Divorce yourself from the belief that you are stuck. Peeling off the victim persona takes courage and persistence. It’s well worth the effort. Once you free yourself from the lie that you are powerless to change your attitude or behavior, you are empowered to see your circumstances as an opportunity and not just as crisis.
Begin by finding qualities to appreciate in who you are, in who you have in your life and in the things you chose to surround yourself with. Be grateful for your debt, because it is the path you chose to educate yourself about money and possessions. Be grateful for your habit of living beyond your means, because it reveals how easily you buy into illusions. Be grateful for your wife. Whatever you dislike in her exists in you when you are honest enough to admit it.
Consider, for example, her tendency to nag. Isn’t that what you do to yourself? Your brain raises hundreds of complaints daily; your wife utters only a handful. Please don’t dismiss self-criticism then act surprised when she points out something unkind about you that you have repeatedly whacked your own brain with.
Yes, I know criticism feels different when delivered from someone else. And, yes, I understand how scared and angry you feel. If you take responsibility for the world you created and take action (generate a debt payoff plan, sell what can be sold, consciously work on establishing consistent communication with your wife, etc.), you will feel less like a victim and more like a man who knows how to thrive. You can do this. Believe in yourself. I believe in you.

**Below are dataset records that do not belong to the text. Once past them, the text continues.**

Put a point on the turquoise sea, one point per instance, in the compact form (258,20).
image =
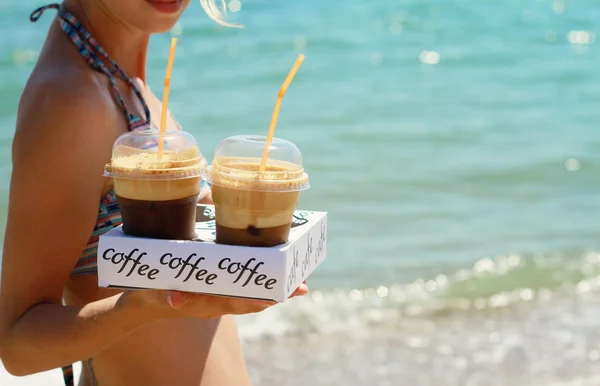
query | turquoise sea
(455,145)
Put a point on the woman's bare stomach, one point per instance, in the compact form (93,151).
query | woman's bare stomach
(183,352)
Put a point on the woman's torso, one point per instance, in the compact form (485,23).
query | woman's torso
(180,352)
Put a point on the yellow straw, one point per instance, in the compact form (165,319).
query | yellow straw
(167,86)
(282,90)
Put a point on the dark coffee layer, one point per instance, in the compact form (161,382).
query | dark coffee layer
(254,237)
(171,219)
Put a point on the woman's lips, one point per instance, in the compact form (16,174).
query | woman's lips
(165,6)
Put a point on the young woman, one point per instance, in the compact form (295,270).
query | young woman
(87,88)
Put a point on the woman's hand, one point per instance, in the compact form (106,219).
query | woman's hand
(174,304)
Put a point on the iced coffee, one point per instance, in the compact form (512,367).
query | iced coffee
(253,207)
(157,195)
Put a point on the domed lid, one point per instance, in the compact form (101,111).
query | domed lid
(237,160)
(135,156)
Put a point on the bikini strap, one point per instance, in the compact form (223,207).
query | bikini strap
(89,49)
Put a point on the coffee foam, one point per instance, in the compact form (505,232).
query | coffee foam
(156,190)
(137,163)
(139,174)
(242,173)
(240,208)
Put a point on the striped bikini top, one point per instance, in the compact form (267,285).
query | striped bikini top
(109,215)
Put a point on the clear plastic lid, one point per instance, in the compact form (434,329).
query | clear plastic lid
(237,160)
(135,156)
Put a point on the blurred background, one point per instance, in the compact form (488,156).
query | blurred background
(454,144)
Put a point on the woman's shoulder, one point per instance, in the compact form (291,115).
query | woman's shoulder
(65,101)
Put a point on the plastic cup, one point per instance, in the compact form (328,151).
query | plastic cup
(255,208)
(157,197)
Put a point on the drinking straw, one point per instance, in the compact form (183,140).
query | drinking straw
(282,90)
(165,104)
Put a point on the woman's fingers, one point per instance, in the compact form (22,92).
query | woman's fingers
(210,306)
(301,290)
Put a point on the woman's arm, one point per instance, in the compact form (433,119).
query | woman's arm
(60,147)
(62,142)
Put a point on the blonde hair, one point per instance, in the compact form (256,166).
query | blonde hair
(217,12)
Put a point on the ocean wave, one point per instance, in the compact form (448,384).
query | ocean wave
(489,284)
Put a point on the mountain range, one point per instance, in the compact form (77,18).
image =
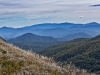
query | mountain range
(30,41)
(52,30)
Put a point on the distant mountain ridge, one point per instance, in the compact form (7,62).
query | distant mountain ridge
(52,29)
(30,41)
(76,35)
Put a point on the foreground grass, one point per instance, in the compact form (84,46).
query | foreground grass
(15,61)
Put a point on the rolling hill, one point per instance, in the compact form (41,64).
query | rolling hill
(84,53)
(30,41)
(76,35)
(15,61)
(52,30)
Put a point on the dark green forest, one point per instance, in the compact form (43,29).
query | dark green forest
(84,53)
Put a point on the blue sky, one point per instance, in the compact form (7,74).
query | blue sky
(20,13)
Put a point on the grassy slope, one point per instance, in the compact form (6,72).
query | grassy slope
(15,61)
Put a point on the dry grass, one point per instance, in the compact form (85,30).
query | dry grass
(15,61)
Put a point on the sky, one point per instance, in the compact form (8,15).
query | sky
(21,13)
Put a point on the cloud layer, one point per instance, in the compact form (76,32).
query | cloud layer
(19,13)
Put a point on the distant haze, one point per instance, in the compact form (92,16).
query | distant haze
(20,13)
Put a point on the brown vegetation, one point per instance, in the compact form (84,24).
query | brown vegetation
(15,61)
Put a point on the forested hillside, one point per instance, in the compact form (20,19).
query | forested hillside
(15,61)
(84,53)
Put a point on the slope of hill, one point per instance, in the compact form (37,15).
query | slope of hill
(84,53)
(33,42)
(76,35)
(15,61)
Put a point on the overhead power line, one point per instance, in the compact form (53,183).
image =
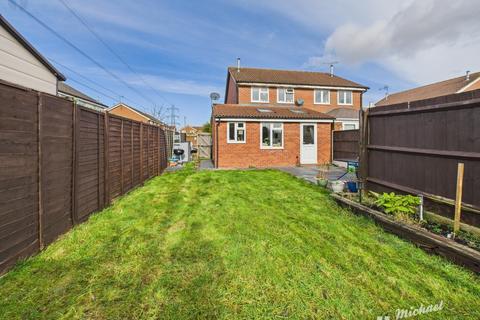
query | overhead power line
(112,51)
(118,97)
(80,51)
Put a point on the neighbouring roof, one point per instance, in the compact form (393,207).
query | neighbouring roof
(442,88)
(66,89)
(5,24)
(256,75)
(344,113)
(255,112)
(146,115)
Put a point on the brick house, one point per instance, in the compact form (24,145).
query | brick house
(279,118)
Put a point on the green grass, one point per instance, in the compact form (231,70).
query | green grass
(232,245)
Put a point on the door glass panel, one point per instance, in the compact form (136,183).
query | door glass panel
(308,134)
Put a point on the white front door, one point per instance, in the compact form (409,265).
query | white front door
(308,143)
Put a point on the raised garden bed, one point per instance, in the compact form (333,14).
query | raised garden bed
(428,241)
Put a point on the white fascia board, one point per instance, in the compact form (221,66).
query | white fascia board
(274,120)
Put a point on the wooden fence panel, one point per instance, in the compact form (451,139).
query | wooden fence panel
(415,148)
(115,158)
(56,143)
(90,154)
(60,162)
(346,145)
(18,175)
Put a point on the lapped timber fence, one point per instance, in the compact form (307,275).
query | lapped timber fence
(60,162)
(415,148)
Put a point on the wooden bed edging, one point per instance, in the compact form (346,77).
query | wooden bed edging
(429,242)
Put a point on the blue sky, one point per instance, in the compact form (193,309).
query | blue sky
(183,48)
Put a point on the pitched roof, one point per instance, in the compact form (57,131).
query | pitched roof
(344,113)
(146,115)
(66,89)
(442,88)
(27,45)
(266,112)
(256,75)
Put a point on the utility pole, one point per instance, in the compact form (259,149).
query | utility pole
(173,116)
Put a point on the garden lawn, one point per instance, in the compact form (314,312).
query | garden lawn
(232,244)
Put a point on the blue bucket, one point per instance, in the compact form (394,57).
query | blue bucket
(352,186)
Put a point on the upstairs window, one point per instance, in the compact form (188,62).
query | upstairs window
(285,95)
(345,97)
(272,135)
(322,97)
(236,132)
(259,94)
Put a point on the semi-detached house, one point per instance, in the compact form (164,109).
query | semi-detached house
(274,118)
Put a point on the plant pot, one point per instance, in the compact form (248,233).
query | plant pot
(322,182)
(352,186)
(337,186)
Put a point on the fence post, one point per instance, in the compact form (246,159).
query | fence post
(148,151)
(99,207)
(121,156)
(141,153)
(39,170)
(131,153)
(458,200)
(106,166)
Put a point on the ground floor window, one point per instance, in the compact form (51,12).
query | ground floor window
(349,126)
(271,135)
(236,132)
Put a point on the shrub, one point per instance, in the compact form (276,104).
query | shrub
(392,203)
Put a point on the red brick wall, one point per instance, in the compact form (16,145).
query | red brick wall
(244,96)
(249,154)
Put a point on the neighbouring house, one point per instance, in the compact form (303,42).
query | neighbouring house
(22,64)
(66,91)
(280,118)
(126,111)
(468,82)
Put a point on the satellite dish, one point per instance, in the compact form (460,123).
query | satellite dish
(214,96)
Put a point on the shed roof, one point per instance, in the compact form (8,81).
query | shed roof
(27,45)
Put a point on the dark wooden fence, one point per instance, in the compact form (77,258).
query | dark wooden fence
(60,162)
(345,145)
(415,148)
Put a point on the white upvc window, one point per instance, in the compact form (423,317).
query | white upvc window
(349,126)
(236,132)
(322,96)
(345,97)
(271,135)
(285,95)
(260,94)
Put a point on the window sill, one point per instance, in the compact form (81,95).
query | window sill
(271,148)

My husband cheated and got some woman in his office pregnant. I am proceeding with a divorce. He plans to take a job transfer out of state with her. I know this man: He will disappear on me, because that’s what he did with his former wife when I got pregnant. My problem is our son attends a university that I cannot afford on my own. I need to tell him that he cannot continue. How can I do this? What can I say to my son so he understands?
The truth. But when he learns that his parents are not who he thought they were and that his future is not heading in the direction he imagined, expect explosions. His world has come to an end. Your son will be angry and hurt and likely collapse into a depression, temporarily.
You cannot save him from his feelings; do not try. These emotions are expressions of grief and need to be aired and experienced. If your discomfort with his reaction is excessive and obvious, he will take care of you and stop tending to himself. That delays the healing process, and his growth may be affected for years, even decades.
So don’t put your own needs for reassurance above his. It will be important for him to receive counseling during the remainder of this school year. Help him to access a counselor on campus. You will need a network of support, too, and your son should not be a part of it. Do not rely on him to soothe you. It’s your job to ensure that his transition is as natural as possible.